Canned Heat – “The Big Heat”

pop rock >> quarta-feira, 17.02.1993
REEDIÇÕES


BOOGIE MEN

CANNED HEAT
The Big Heat
3xCD Emi, distri, Emi-VC



Os Canned Heat são uma lição de história, agora disponível nos seus capítulos fundamentais. Muita gente conhece-os de alguns “boogies” irresistíveis para ajudarem a fazer a transição da década “hippie” para a seguinte. “On the road again”, “Let´s work together” e “Going up the country”, imortalizado na banda sonora do festival de Woodstock.
Os Canned Heat foram os reis do “boogie”, do “rhythm ‘n’ blues” e dos “blues” de pigmentação branca, ao lado dos Bluesbreakers de John Mayall, que aqui tem participações pontuais. Ao longo de quase quatro horas e 54 canções selecionadas por ordem cronológica dos sete álbuns de originais gravados pela banda, o “swing” omnipresente e o típico “falsetto” de Al Wilson fazem cócegas na cabeça e nos pés. O som nem sempre é o melhor, mas a música compensa. Directa, honesta, vivida e sedimentada na estrada. Sem truques nem golpes baixos.
Adolpho “Fito” de la Parra, Larry Taylor (tocou com Jerry Lee Lewis), Al Wilson, Harvey Mandel, Henry Vestine (integrou uma das formações dos Mothers of Invention) e Bob Hite (também conhecido por “o urso”) – núcleo essencial dos Canned Heat – deixaram para a posteridade autênticos compêndios da arte de como ser branco e sentir os “blues”: o duplo “Living the Blues”, de 1969, que inclui uma maratona de 40 minutos de “boogie” ao vivo (“Refried boogie”), “Hallelujah” (1969), “Future Blues” (1970) e “Hooker ‘n’ Heat” (1971), este de parceria com um dos heróis da banda, John Lee Hooker, “bluesman” de eleição.

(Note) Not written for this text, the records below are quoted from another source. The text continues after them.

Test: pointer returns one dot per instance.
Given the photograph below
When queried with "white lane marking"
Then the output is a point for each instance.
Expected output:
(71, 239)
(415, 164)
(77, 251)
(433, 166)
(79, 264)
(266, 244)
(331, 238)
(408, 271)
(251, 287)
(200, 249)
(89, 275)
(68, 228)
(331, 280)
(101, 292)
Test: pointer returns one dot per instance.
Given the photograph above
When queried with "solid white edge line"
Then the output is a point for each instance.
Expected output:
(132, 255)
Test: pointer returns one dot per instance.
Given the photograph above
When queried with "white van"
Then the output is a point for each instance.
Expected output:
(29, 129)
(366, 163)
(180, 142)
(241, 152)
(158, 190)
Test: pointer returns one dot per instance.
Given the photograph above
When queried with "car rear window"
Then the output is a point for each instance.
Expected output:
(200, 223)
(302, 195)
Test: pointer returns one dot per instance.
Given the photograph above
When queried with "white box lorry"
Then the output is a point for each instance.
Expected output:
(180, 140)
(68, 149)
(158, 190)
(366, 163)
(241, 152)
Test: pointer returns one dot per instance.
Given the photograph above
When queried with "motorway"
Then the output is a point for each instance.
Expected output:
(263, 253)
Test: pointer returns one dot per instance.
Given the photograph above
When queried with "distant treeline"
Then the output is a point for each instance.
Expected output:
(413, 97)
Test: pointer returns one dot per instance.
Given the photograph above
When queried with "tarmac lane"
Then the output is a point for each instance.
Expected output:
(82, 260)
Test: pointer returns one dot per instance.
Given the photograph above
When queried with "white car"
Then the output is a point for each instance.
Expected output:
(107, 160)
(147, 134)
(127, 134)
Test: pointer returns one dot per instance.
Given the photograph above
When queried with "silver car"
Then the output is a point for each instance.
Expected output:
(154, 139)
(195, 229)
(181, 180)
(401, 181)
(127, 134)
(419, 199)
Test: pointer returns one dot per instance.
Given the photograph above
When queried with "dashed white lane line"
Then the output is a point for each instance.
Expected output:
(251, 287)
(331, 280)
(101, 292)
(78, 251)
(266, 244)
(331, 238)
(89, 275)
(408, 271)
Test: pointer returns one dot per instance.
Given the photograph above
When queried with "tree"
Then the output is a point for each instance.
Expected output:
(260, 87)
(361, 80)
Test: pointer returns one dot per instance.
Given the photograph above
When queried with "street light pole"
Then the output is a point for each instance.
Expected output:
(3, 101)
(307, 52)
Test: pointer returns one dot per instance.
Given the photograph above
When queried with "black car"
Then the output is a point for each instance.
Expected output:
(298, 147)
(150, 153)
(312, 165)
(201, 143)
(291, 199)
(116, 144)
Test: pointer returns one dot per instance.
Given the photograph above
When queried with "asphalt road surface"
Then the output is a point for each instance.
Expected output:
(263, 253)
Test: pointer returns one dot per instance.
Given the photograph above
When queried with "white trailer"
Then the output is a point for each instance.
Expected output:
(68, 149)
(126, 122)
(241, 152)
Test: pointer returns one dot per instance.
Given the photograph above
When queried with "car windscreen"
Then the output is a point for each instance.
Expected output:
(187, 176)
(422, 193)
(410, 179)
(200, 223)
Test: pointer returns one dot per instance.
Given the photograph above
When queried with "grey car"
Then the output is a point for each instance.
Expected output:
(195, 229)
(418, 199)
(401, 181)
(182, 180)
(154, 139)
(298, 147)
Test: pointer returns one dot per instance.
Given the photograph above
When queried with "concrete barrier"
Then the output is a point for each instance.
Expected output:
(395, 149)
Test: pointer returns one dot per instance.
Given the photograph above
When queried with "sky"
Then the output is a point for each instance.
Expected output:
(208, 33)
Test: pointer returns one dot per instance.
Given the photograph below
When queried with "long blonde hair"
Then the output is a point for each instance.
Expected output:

Um entre vários mestres que os Canned Heat não se esqueceram de homenagear: Tommy Johnson (autor de “Canned heat blues”, título aproveitado para o nome do grupo, que designa o efeito de uma droga artesanal, o “sterno”, cuja inalação prolongada podia provocar a morte), Sonny Boy Williamson, James Burke Oden, Eddie Jones, Charlie Patton, Henry Thomas e James Rogers.
Hoje, os Canned Heat já não são os mesmos que eram nos anos de antanho. Dois dos seus principais membros, cuja combinação de vozes conferia à música um cunho pessoalíssimo, abandonaram pelo mesmo motivo: morreram. Al Wilson em 1970, de “overdose”, para uns, ou suicídio, para outros. Bob Hite, onze anos mais tarde, vitimado por um ataque cardíaco (era lendária a sua figura de gordo bonacheirão e bebedor inveterado de cerveja, daí a alcunha por que era conhecido, “The Bear”, “O Urso”, embora “The Beer” também não lhe tivesse ficado mal). Se em “Historical Figures and Ancient Heads”, “New Age” e “One More River to Cross” a magia ainda funciona, após o desaparecimento de “O Urso” (deixou uma colecção de 60 mil discos de “blues” que contribuiu para elaborar a série “Legendary Masters”, editada pela United Artists) ficariam apenas um nome e um naipe de músicos novos que não perderam o gosto pela poeira da estrada.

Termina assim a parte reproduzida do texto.